Whether you're prepping for a wedding, red carpet, or just a night out with your friends who really love taking pictures—it goes beyond a good matte powder or setting spray, according to the pros. We tapped professional makeup artists to get their best tips for making sure makeup is camera-ready, because they know a thing or two about photo shoots, of course—always. Get their tricks for instantly Instagram-ready makeup—no FaceTune necessary—below.
Moisturized Skin Is a Must
We'll be the first to tell you here at Byrdie that good makeup starts with good skincare. And it should go without saying, but we'll say it anyway: You should always make sure your skin is moisturized, year-round, 24 hours a day and seven days a week. But it's extra important to have a moisturized base if you want your makeup to last—and look good on camera.
"Well-prepped skin with a good moisturizer will ensure your face is set for long-lasting makeup," professional makeup artist Apollo Barragan tells Byrdie. He says Embryolisse is his absolute go-to for his clients before he gets started on the makeup portion.
Start by Priming Your Face
After your skincare routine, the next thing you need is a great primer.
"I'm always working on brides and bridal parties as well as random photo shoots for things, so I always need my clients to be camera-ready," wedding and event makeup artist Lucas Dean tells Byrdie. Dean's secret sauce actually involves mixing two primers together for a magical, all-in-one concoction—Makeup Forever's Step 1 Primer Color & Redness Corrector and First Aid Beauty's Coconut Skin Smoothie Priming Moisturizer.
By mixing the two, he says, you'll get a redness-reducing, color-correcting, and ultra-hydrating mixture that's the perfect base for camera-ready makeup. Sign us up.
The Perfect Setting Powder Is Essential
Of course, a shiny forehead in photos is unavoidable sometimes. (To sweat is human, as they say.) But a great setting powder will go a long way in reducing any shininess that can—unfortunately—be exacerbated and highlighted by a camera's flash.
"You just need a light amount of a great foundation powder," Dean says. "When used lightly, it sets the skin but also adds that second little layer of coverage for longevity." He recommends a satin-to-matte foundation powder for a natural-looking final product—Kett Cosmetics' Fixx Powder Foundation Compact, to be exact. "It's not too matte or drying, and has a gorgeous natural satin finish."
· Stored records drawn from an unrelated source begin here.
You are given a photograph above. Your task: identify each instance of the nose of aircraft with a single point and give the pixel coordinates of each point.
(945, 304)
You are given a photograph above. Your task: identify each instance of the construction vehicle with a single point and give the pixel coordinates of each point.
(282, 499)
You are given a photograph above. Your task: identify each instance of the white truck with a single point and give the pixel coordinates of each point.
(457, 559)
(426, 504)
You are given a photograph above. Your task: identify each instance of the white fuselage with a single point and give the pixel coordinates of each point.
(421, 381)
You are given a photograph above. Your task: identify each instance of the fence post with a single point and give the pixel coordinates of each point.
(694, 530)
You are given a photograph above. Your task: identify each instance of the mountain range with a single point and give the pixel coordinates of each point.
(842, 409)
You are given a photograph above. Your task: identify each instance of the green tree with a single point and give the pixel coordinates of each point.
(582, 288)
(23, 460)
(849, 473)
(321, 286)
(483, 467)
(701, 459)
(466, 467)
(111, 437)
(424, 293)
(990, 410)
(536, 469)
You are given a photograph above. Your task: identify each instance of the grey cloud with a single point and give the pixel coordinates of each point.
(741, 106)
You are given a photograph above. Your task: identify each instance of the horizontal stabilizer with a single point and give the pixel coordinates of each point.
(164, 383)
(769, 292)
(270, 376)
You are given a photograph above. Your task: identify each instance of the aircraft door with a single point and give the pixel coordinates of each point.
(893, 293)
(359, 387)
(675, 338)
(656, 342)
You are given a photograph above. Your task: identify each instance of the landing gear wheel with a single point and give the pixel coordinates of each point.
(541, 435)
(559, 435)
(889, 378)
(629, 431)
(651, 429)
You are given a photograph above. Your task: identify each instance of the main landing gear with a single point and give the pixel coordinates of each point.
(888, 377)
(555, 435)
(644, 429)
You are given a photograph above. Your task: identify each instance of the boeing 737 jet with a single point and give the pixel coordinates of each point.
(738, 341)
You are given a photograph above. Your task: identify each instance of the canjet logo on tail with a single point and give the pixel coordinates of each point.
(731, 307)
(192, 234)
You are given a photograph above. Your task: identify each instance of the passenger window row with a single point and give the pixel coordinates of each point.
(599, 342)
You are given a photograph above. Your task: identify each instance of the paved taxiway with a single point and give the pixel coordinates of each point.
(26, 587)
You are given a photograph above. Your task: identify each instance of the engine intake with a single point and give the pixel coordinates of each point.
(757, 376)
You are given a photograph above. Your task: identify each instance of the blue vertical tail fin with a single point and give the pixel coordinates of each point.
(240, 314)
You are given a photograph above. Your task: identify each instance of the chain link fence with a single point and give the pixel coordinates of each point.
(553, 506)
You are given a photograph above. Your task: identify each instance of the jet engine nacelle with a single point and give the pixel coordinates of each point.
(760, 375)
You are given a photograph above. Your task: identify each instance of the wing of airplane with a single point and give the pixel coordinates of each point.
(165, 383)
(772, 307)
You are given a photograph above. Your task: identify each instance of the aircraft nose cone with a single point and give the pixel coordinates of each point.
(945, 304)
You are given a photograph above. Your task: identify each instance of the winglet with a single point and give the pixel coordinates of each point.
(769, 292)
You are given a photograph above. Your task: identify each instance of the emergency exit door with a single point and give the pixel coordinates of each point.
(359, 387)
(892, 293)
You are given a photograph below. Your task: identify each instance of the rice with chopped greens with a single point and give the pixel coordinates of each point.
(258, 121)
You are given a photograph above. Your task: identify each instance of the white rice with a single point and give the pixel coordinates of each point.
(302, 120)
It's also important to note that certain powders can cause flashback, aka a white cast or glow that can appear in photos, caused by light-reflecting makeup or skincare. Matte, lightweight formulas are great for avoiding flashback—as opposed to dewy, heavier formulas—and so is picking the right color. (In other words, don't settle for a powder that's a shade or two too light, because it will show in photos. It's worth it to find your perfect match.)
Finish With a Great Setting Spray
In case you haven't heard by now: As a makeup wearer, a good setting spray should be your best friend. Nothing will lock in your makeup longer for all-night wear, even through blinding camera flashes.
"My tip with applying setting spray is actually spraying it on a foundation brush, and then moving it gently over the skin," Dean says. "It really sets everything and locks it in." (And here I've been, just spraying it directly onto my face.)
He recommends Make Up For Ever's Mist & Fix Hydrating Setting Spray to get your final look locked, loaded, and ready for action.
Take a Picture With Flash Before Heading Out the Door
This one's easy: Before you hit the red carpet (or your party with Instagram-story enthusiasts), test things out by taking a photo with flash. If you notice you used too much powder, simply sweep it off—or if you realize you need a little more, well, get that brush goin'.
Also, keep in mind that the camera flash can wash you out—so it might be a good idea to apply a little more here and there than usual to make sure you look as healthy and flushed as you do IRL. "A little extra bronzer, blush, or both definitely won't hurt," Barragan says.